Suge wasn’t the easiest guy to get a hold of, but I went to the Compton Swap Meet one day not long after that and there was a mob scene. 2Pac, Suge, and everybody was filming the California Love remix video there. I approached him. He said he remembered me and the artwork in my book and told me to get it. I was like, “you gonna be here when I get back?” and he told me he wasn’t going anywhere. I ran across the street to get my book and he was true to his word. He took it and walked me over to a white van. He opened the door of the van and inside was 2Pac and a bunch of girls. That was the first time I met 2Pac.
2Pac and Suge looked through my book. They liked what they saw, but I’ll never forget when 2Pac saw my drawing of Biggie. He made a gun with his hand, pointed it at the drawing, and yelled, “Boom! Boom! Why you paint him?” I didn’t even know 2Pac had a beef with Biggie at that time. So I told him, “I don’t know. I just paint, man.” Before Suge and I exchanged numbers, 2Pac said to Suge he wanted me to do something for his new joint with Snoop, “2 of Amerikaz Most Wanted.” I’m not sure if I was supposed to do artwork for the single or for the video, but nothing ever came of it.
Few months later around mid-August 1996. I was in the back office I shared with Hen Dog at 9171 Wilshire Boulevard, which we had recently moved into. Hen Dog and I used to smoke weed back there all the time to keep our creative flow going. We would blow the smoke out of an open window. Norris Anderson [Suge’s brother-in-law], who was Death Row’s general manager at the time, called me into his office to tell me about a new assignment. He told me from the jump that “it’s gonna be something crazy.”
Apparently, Suge and 2Pac had a meeting and wanted me to paint 2Pac on the cross for the Makaveli album cover. The concept was all 2Pac’s. Norris said I needed to have a mock-up ready that evening for a Death Row staff meeting with Suge at Gladstone’s. I thought about it a bit, found a painting of Jesus Christ, and cut out a photo of Tupac’s face from the March 1996 issue of The Source to put on top of it. I showed it to Suge after the meeting and he said, “That’s it. Get to work.”.

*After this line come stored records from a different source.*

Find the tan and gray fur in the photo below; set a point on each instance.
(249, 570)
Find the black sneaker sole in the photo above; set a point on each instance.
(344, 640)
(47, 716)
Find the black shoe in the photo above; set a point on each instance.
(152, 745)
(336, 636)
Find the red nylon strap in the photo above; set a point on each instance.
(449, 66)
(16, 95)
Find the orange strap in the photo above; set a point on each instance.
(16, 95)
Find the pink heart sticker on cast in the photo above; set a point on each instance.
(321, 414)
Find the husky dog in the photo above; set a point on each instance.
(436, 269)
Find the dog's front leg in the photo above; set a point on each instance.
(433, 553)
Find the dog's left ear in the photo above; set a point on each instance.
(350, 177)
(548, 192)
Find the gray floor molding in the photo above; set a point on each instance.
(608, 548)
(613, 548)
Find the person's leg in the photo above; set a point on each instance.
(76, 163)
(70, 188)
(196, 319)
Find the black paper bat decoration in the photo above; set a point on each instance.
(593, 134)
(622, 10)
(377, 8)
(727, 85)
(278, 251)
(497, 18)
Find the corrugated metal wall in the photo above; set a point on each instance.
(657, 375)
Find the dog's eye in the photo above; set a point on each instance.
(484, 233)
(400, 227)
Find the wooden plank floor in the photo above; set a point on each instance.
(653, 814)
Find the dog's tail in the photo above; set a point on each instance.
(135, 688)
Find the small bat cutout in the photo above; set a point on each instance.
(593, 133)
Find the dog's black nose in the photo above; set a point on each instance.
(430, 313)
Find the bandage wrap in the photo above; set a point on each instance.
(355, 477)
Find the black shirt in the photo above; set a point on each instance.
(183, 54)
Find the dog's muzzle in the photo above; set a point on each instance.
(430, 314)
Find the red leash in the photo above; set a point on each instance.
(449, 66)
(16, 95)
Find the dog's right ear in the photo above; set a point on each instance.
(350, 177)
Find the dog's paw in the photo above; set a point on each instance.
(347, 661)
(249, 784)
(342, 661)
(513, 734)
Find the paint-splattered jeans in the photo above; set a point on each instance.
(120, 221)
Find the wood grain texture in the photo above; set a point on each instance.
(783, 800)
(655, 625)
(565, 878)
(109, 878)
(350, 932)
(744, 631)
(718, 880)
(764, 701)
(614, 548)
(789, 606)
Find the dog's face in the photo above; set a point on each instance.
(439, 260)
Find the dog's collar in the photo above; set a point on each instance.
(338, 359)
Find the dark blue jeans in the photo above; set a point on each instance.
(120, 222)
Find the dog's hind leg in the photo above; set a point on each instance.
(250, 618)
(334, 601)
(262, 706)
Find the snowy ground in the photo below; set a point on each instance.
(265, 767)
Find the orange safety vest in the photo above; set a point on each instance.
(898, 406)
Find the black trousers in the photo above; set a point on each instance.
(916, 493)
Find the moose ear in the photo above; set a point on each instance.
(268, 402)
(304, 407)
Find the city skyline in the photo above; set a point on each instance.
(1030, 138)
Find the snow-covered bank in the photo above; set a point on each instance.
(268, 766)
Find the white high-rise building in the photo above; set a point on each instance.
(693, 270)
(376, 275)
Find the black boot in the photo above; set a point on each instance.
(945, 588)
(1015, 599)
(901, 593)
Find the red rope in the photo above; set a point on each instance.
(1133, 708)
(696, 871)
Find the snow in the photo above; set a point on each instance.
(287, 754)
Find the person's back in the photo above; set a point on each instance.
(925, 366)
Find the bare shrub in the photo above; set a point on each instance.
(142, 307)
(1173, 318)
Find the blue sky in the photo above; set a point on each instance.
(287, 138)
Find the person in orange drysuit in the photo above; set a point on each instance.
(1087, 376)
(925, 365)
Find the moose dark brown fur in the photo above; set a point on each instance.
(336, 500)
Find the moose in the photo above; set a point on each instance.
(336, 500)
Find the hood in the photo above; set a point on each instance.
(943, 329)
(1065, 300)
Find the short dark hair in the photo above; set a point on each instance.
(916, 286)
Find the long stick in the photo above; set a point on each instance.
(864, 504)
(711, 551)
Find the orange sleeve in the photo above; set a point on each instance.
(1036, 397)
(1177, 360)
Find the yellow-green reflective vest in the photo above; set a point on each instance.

A few days later, I went to see 2pac at Can-Am [Death Row’s recording studio in Tarzana]. I brought the unfinished canvas painting with me. The cross hadn’t been filled in yet. 2Pac asked me, “Yo, can you make the cross into a road map?” He told me the cities he wanted on there, where he wanted them, and that he wanted a compass on top of it to signify east to west. The compass was real important to him. He told me he felt that he had been crucified by certain cities and that he wanted to shout them out.
After our meeting, I cut up a Thomas Bros. map guide and pasted everything together. The holes in the map with lights coming through them were my idea. ‘Pac’s body and the background was all air-brushed. It was a real work of art. I went to his penthouse on Wilshire Boulevard the night before he got shot in Las Vegas [September 6, 1996]. He told me, “this shit is dope!” He loved it, raved about it for a few minutes. All of the Outlawz were there, too. That night 2Pac told me he was going to host a gallery showing of my artwork.
Death Row had already given me a budget of $5,000 for materials for it and everything. Unfortunately, because he died and Suge went to prison, that never happened. 2Pac also told me he wanted me to do artwork for his new house in Calabasas and for his penthouse. I’ll never forget that.